- Born: 11 February 1901 Lexington, Virginia, US
- Died: 8 January 1955 (aged 53) Paris
- Occupations: journalist and writer
- Years active: 1931–1954
- Employer: Time
- Spouse: Nancy Hale 1935-1941, Lael Tucker Wertenbaker
- Children: William b.1938, Christian Wertenbaker, Timberlake Wertenbaker
- Parent: William C. "Bill" Wertenbaker

= Charles Wertenbaker =

American journalist

Charles Christian Wertenbaker. (11 February 1901 – 8 January 1955) was an American journalist for Time, and author.

==Career==
Wertenbaker was born in 1901, the son of American football coach Bill Wertenbaker. He studied at the Episcopal High School in Alexandria, Virginia.

Wertenbaker worked for Time publications (Fortune, Life, and Time) from 1931 to 1948. In 1940, William Saroyan lists him among "associate editors" at Time in the play, Love's Old Sweet Song.

By 1942, Wertenbaker was the magazine's foreign editor. Whittaker Chambers, who served as foreign editor later in World War II, described him and other colleagues in his 1952 memoir: I had scarcely edited it so long when most of Time's European correspondents joined in a round-robin protesting my editorial views and demanding my removal . They were seconded by a clap of thunder out of Asia, from the Time bureau in Chungking. Let me list the signers of the round-robin, or those among Time's foreign correspondents who supported it, and continued to feed out news written from the viewpoint that the Soviet Union is a benevolent democracy of unaggressive intent, or that the Chinese Communists are "agrarian liberals," for I think that they are enlightening. Foremost among them were: John Hersey, John Scott (son of my old teacher of the law of social revolution, Scott Nearing), Charles C . Wertenbaker, the late Richard Lauterbach, Theodore White.

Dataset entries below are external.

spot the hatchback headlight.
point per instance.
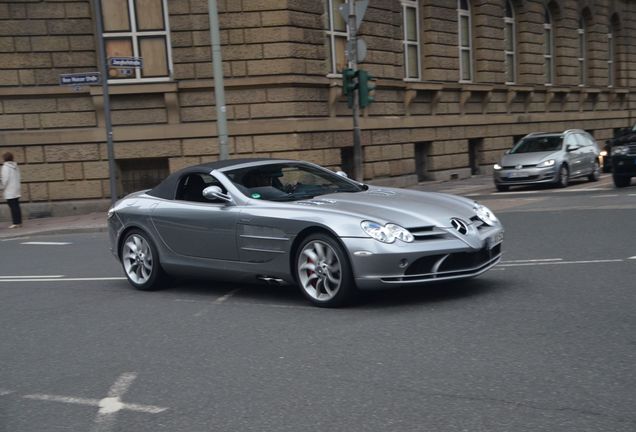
(545, 164)
(387, 233)
(620, 150)
(485, 214)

Towards the end of the war, Wertenbaker reported from Paris, where he knew people like Ernest Hemingway and Irwin Shaw. He was one of many journalist who hung out at the Bar in the Hotel Scribe, as painted by colleague Floyd MacMillan Davis in Paris in 1945. Wertenbaker described the scene in an article for Life (magazine).

After the war, he remained in France, where he continued as both journalist and author.

==Personal life==
In 1942, Wertenbaker married Lael Tucker Wertenbaker, also a Time journalist, whom an official of the German Nazi propaganda ministry called a dangerous woman.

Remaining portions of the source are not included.